[Chronique de François-Xavier Petit] Le télétravail est-il seulement du travail à distance ? Et sinon, de quoi nous prive-t-il vraiment ? De Karl Marx à Paul Ricoeur, voyage au cœur d’un épineux concept.
Je hais le télétravail ! C’est par ce titre totalement exagéré que je voulais retenir votre attention et ouvrir une réflexion sur le travail.
Car dans la crise, au-delà de l’actualité sanitaire dont nous sommes majoritairement spectateurs, il se joue quelque chose dont nous sommes les acteurs : nous tous face à la question du travail. En professionnels, nous avons pris le parti de maintenir autant que possible l’activité en réorganisant nos entreprises, services, équipes en télétravail. Tous, nous jonglons avec les visio, les salles de travail virtuelles, les applis, etc. Mais, d’un coup, sans crier gare, une question nous a sauté au visage : qu’est-ce que travailler, au juste ?
En pure étymologie, le télétravail suppose de travailler « à distance ». La différence serait donc seulement géographique ? Absolument pas ! Et tous ceux qui font l’expérience du travail au milieu des enfants ou seul chez soi, pris dans la fin de la séparation domicile / travail (déjà bien affaiblie) et dans les visioconférences (réfugié dans la chambre de sa fille sous le poster de la reine des neiges) mesurent l’écart avec le travail. Ajoutons l’absence des collègues, parfois l’activité partielle… Discrètement s’est insinuée une forme de trouble ou d’inconfort dans le rapport au travail. Pourquoi ? Et si… ? Ne pourrais-je pas… ? Les questionnements surgissent, se répètent. Ainsi affleure le sentiment étrange d’être à la fois à l’étroit et lâché dans la nature, encombré et vide. Est-ce seulement l’effet des conditions matérielles ? Ou, au contraire, le trouble s’est-il glissé dans le concept même de travail ? Je crois que c’est ce second cas.

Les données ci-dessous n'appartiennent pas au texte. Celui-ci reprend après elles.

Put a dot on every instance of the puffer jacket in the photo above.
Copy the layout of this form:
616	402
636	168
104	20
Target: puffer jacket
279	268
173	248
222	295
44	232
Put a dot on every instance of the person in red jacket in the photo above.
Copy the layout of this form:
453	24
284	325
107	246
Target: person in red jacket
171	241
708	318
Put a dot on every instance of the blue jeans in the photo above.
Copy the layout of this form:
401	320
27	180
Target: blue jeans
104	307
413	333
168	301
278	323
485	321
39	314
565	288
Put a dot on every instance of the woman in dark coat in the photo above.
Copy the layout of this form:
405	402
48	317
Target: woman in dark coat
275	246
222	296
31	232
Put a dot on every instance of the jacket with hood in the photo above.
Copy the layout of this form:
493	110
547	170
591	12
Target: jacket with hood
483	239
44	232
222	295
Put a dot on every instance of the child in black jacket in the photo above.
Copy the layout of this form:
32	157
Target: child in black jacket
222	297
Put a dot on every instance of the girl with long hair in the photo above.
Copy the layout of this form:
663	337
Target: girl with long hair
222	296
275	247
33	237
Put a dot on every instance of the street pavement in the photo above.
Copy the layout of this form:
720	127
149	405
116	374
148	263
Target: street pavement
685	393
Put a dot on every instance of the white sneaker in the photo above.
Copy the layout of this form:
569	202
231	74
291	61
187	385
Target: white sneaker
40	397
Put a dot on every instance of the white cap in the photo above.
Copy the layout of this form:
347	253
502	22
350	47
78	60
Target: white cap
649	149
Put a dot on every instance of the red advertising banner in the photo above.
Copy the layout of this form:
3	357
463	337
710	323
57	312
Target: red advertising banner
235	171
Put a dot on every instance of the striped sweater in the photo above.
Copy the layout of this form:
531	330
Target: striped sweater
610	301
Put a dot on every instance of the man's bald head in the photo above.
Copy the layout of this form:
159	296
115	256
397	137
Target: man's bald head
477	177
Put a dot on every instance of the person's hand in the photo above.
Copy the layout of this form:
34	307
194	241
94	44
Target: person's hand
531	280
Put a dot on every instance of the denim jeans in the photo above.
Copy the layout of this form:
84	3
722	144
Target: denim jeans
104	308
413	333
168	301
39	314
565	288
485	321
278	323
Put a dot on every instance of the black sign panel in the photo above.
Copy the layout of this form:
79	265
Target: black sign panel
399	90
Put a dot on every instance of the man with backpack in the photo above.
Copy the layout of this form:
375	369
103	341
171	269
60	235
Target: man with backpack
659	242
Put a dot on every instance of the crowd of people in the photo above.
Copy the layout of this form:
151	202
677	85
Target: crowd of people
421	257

A lire aussi : [Chronique] Télétravail et chômage partiel, vers un « télé-burnout » ?
Alors retournons dans la séculaire réflexion sur le travail.

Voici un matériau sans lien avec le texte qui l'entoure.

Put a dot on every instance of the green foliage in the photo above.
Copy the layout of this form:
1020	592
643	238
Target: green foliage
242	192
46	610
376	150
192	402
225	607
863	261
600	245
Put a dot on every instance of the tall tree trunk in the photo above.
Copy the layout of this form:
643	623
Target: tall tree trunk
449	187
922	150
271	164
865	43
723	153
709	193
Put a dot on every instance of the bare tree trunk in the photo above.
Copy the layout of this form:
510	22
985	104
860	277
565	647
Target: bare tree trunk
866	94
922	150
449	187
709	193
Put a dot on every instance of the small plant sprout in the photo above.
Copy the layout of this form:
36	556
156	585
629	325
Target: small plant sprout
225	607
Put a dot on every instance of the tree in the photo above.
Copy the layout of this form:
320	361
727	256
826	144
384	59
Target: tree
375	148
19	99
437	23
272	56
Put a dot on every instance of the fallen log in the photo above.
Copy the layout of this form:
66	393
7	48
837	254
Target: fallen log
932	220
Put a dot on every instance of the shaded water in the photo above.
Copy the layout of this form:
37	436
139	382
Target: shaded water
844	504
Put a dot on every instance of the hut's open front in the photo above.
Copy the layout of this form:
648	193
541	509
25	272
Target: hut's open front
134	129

Marx et le travail comme clé de voûte de nos sociétés
Ce stade, on ne pouvait pas faire sans Marx. Dans l’introduction générale à la critique de l’économie politique de 1857, Marx fait une percée en posant le travail comme une catégorie générale venant unifier toutes les formes d’activités, au motif que la société bourgeoise, en généralisant les échanges, a fait de toute chose une marchandise – là où les corporations médiévales comme les statuts nobiliaires sortaient de la sphère économique bon nombre d’activités. C’est fondamental, car en posant le travail comme catégorie unifiée et objet d’échange économique, il devient LA catégorie centrale. Et que l’on soit marxiste ou non, nous restons dans cette structuration. Car le travail est au centre. Au centre de nos occupations si l’on fait le compte des heures travaillées dans notre vie, au centre de la politique tant l’engagement de lutte contre le chômage est répété, au centre de la protection sociale puisqu’elle est le fruit des cotisations du travail (salariales comme patronales), au centre de l’identité des gens qui se définissent par leur travail, au centre de la vie des entreprises dont les collaborateurs restent le premier actif. Bref, ce que Marx voit demeure : le travail est la clé de voûte de nos sociétés.
> A lire aussi : Télétravail : et si on apprenait à travailler plus efficacement ?
Et c’est bien cela que le confinement vient percuter. D’abord parce que le télétravail nous a demandé de sélectionner nos activités. Sous des dehors anodins, c’est vertigineux car ce tri vient disloquer l’unité marxienne du concept de travail. D’un coup, l’inactivité forcée – qui était jusqu’alors l’ennemi intime appelé chômage – devient admise et impérative ! En parallèle, s’opère un grand tri entre les activités essentielles ou non, possibles ou non, selon un autre ordre des valeurs que le critère marchand. Et toutes les situations deviennent admissibles : travailler ou non, de chez soi ou non, en devenant essentiel (les derniers de cordée sont devenus les premiers, aide-soignante, caissière et éboueur en tête) ou en ne l’étant plus du tout. Tant et si bien que l’éparpillement des formes du travail devient prédominant, fracturant l’unité de la catégorie travail. Et cela même à niveau micro, puisque chacun s’organise comme il veut / peut. Au fond, c’est comme si nous étions revenus dans un cadre d’avant l’économie politique telle qu’analysée par Marx.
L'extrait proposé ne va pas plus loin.